Filhos e netos são os principais autores de crimes contra idosos, que se recusam a denuncia-los na polícia

Rosilda, de 83 anos, e a filha, Nilce, de 53, vivem juntas em situação grave de negligência, segundo a polícia

Para os idosos, a casa nem sempre é o asilo inviolável que a Constituição Federal prega. É dentro dela que a maioria das pessoas com 60 anos ou mais é agredida e quase sempre pelo próprio filho. Quando não, então o agressor é o neto, um genro, nora ou outro parente. Consequência direta disso é que os idosos se recusam a denunciar as agressões à polícia.
Em Anápolis, onde foi instalada a primeira Delegacia Especializada no Atendimento ao Idoso em Goiás, em maio de 2013, o delegado Manoel Vanderic Filho recorre à informalidade para conseguir resolver os casos. Dos 7.136 atendimentos feitos nesse período, apenas 213 viraram inquérito em Anápolis, o que representa 2,9% dos casos. “Quando a gente fazia o boletim de ocorrência, abria inquérito e encaminhava ao Judiciário, o agressor era condenado a pagar cestas básicas e quem acabava pagando era a vitima”, justifica o delegado. Em outros casos, a tramitação era tão demorada que a vítima não colhia o resultado da denúncia em vida.
É o caso do aposentado Lourival Tavares, de 65 anos, denunciou a filha Eliane, de 35 anos, na Delegacia do Idoso de Anápolis no final do mês passado. Usuária de drogas desde os 15, Eliane já protagonizou todo tipo de violência contra os pais: ameaça com faca, agressão verbal e física e roubo, inclusive da comida que eles iam comer. “Ela chega drogada de noite, arromba portas e janelas e quebra tudo na casa”, relata o pai, que dorme trancado em um quarto por medo da filha. A mãe, Maria de Fátima Toledo, de 72 anos, vive acamada. Ela não quer que a filha seja retirada de casa, mas que seja internada pela terceira vez e que os filhos dela, uma menina de 2 anos e um garoto de 14, sejam retirados da filha.
A visita da Polícia Civil a Tavares foi uma das que a reportagem acompanhou em 26 de maio. No mesmo dia, a delegacia recebeu outras 11 denúncias: seis feitas pelo telefone de forma anônima e cinco na própria delegacia. Segundo Vanderic, são diariamente de 10 a 20 denúncias.
Vanderic conta que a maioria das denúncias é resolvida por meio da conciliação entre os familiares, encaminhamento do idoso para abrigos, assistência social ou tratamento médico.

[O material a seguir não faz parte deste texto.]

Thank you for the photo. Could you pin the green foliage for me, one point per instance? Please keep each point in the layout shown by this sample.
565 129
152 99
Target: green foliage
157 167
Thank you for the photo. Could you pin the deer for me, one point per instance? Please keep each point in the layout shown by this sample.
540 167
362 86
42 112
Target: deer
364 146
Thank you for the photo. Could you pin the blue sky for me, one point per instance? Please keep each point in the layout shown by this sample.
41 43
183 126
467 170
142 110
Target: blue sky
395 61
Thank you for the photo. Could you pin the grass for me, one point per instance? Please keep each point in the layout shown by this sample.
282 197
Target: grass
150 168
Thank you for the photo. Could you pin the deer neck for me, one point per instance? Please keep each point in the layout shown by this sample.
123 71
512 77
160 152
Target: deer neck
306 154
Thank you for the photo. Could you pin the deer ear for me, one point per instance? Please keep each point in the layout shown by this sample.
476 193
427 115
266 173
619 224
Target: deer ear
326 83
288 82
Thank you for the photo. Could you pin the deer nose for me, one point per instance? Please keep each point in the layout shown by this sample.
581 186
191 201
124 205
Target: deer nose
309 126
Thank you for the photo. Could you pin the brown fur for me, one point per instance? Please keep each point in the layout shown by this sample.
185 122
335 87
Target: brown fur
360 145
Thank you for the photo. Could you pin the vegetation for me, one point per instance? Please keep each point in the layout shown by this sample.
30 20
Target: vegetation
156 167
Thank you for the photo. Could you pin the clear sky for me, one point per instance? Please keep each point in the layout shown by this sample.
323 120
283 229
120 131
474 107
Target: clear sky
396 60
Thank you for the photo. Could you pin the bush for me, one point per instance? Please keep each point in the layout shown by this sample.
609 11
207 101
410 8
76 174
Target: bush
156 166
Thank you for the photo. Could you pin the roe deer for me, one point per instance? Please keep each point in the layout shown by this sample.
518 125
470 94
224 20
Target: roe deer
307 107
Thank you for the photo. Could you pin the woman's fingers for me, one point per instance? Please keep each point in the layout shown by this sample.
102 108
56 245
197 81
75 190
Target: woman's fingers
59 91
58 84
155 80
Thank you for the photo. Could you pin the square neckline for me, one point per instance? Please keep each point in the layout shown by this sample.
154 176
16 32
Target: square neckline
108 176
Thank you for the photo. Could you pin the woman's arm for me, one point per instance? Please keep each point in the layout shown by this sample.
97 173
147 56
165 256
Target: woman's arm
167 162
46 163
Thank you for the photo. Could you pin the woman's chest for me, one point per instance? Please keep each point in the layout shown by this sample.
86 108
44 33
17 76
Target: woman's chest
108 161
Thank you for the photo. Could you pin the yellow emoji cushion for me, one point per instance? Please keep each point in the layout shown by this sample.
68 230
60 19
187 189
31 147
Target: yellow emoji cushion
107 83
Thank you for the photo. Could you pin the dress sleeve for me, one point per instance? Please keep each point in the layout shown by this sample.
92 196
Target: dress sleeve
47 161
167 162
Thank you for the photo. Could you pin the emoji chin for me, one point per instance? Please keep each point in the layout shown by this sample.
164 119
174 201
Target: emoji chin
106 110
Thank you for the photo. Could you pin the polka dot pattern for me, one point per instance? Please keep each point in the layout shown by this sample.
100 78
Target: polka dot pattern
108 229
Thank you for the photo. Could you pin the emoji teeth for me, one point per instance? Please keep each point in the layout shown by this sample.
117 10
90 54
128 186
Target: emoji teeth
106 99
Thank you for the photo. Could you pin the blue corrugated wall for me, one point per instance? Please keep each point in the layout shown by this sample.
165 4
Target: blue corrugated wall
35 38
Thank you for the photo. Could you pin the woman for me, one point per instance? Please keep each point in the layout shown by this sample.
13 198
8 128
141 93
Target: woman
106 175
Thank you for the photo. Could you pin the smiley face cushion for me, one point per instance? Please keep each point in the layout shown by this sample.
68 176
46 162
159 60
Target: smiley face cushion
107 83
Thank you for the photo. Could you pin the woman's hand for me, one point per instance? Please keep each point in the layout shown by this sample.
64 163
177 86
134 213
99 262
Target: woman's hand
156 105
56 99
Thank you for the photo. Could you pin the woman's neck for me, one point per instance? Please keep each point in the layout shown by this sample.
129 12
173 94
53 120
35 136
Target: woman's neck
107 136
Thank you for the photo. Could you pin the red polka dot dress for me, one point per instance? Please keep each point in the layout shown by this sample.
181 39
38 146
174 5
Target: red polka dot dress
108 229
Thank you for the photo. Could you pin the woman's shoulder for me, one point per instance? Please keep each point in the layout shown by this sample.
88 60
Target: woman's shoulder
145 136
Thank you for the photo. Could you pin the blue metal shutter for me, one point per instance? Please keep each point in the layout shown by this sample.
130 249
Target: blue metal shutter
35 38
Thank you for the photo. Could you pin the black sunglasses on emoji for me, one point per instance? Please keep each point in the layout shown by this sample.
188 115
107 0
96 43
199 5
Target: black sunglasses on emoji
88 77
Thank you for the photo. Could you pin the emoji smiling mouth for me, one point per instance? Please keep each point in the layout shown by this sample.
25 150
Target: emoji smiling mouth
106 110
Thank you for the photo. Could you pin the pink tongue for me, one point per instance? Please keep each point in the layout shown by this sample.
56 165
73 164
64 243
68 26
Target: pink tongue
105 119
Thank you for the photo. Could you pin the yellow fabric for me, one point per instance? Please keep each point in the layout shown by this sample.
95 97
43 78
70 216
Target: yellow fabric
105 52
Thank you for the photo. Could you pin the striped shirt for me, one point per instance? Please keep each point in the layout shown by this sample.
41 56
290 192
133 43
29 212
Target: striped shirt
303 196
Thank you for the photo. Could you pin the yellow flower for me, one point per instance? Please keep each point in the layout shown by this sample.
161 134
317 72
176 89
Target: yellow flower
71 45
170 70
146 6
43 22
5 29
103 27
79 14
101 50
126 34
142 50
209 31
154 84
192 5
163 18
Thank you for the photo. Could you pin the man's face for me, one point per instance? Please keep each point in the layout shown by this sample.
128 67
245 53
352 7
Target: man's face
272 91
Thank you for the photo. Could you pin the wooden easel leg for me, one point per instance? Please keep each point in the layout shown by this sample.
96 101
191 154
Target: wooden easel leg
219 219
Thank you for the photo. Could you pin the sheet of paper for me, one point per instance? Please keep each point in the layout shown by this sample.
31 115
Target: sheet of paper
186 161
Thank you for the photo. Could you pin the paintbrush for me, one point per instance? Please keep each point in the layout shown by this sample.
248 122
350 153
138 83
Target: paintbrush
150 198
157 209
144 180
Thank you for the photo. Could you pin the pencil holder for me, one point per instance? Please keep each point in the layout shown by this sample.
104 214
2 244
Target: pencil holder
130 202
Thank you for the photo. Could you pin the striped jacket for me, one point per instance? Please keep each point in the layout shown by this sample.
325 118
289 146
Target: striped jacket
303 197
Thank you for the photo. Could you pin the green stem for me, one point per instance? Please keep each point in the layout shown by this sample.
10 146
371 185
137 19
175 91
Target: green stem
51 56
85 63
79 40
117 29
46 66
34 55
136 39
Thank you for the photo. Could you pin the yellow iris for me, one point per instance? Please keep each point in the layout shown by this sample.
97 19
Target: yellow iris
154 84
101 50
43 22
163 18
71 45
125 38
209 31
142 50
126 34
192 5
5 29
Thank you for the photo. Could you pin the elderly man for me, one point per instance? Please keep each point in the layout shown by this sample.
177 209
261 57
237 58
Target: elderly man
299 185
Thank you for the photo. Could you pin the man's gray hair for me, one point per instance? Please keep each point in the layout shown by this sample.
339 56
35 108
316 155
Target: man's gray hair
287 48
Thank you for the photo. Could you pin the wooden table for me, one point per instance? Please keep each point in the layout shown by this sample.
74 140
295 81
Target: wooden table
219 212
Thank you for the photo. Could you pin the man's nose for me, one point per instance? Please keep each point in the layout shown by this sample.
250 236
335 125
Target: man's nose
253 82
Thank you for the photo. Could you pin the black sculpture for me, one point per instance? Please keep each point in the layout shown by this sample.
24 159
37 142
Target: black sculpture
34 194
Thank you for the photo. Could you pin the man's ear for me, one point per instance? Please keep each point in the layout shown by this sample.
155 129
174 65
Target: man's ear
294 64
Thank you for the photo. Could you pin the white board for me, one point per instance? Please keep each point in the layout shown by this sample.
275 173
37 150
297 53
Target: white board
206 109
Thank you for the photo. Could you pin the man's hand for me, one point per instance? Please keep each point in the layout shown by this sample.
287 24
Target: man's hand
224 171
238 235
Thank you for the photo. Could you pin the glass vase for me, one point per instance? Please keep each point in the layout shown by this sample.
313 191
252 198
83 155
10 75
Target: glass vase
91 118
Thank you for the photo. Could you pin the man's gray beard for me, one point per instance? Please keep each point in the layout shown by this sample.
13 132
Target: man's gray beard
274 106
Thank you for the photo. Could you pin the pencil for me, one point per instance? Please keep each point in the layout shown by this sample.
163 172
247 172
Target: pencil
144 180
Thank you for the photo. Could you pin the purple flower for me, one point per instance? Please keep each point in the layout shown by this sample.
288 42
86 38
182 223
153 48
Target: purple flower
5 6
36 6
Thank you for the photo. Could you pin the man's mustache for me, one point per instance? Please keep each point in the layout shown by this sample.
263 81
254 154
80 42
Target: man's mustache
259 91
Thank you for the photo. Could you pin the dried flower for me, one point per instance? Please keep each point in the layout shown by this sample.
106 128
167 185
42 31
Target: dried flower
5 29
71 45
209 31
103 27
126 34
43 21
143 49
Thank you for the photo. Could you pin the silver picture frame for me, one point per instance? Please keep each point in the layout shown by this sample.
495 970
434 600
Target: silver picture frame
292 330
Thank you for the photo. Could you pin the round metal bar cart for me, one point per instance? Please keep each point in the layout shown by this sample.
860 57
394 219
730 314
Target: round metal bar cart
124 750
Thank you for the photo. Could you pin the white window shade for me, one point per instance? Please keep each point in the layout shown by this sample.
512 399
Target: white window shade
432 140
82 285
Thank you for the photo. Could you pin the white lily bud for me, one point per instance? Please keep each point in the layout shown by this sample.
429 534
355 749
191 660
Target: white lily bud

Em dois anos, ele já encaminhou mais de 100 idosos para abrigos porque a família não tinha condição de cuidar.

Descaso
Um dos principais tipos de denúncia é de negligência. Condição em que se encontra Rosilda, de 83 anos, que mora com a filha Nilce, de 53. “Um dos casos mais graves que encontrei”, afirma o delegado. Elas moram em dois quartos separados no fundo da casa do filho de Nilce. O quarto de Rosilda não tem banheiro e no outro não há chuveiro. Em nenhum há janelas. A sujeira toma conta do local e das duas mulheres, que não tomam banho regularmente.
Segundo o delegado, Rosilda sofreu um acidente vascular cerebral sozinha no quarto e os familiares só ficaram sabendo mais tarde.
Essa foi a segunda vez que o delegado visitou as duas mulheres, que já viveram em condições ainda piores. Segundo ele, na visita anterior a família havia se comprometido a melhorar a situação delas, “mas pouca coisa mudou”, atesta Vanderic. “Elas vivem em condições subumanas, dormindo no chão, em uma espuma imunda, no meio de galinhas.” Segundo os vizinhos, as mulheres não aceitam ajuda. “A mais velha se arrasta pelas ruas, pedindo esmola, e elas não precisam disso”, relata a vizinha do lado. O delegado marcou outra audiência com os familiares das duas mulheres para cobrar o acordo firmado no ano passado. Nos casos de negligência, o delegado intima a família e impõe regras para a família cuidar dos idosos.
Segundo levantamento do Disque 100, canal de denúncia de violência da Secretaria Nacional de Direitos Humanos, as mulheres idosas são as maiores vítimas de agressões. Em 2014, em Goiás, o Disque 100 recebeu 288 denuncias de violência contra idosas e 138 contra homens mais velhos.

– Da Redação: Motta Filho (com jornal O Popular).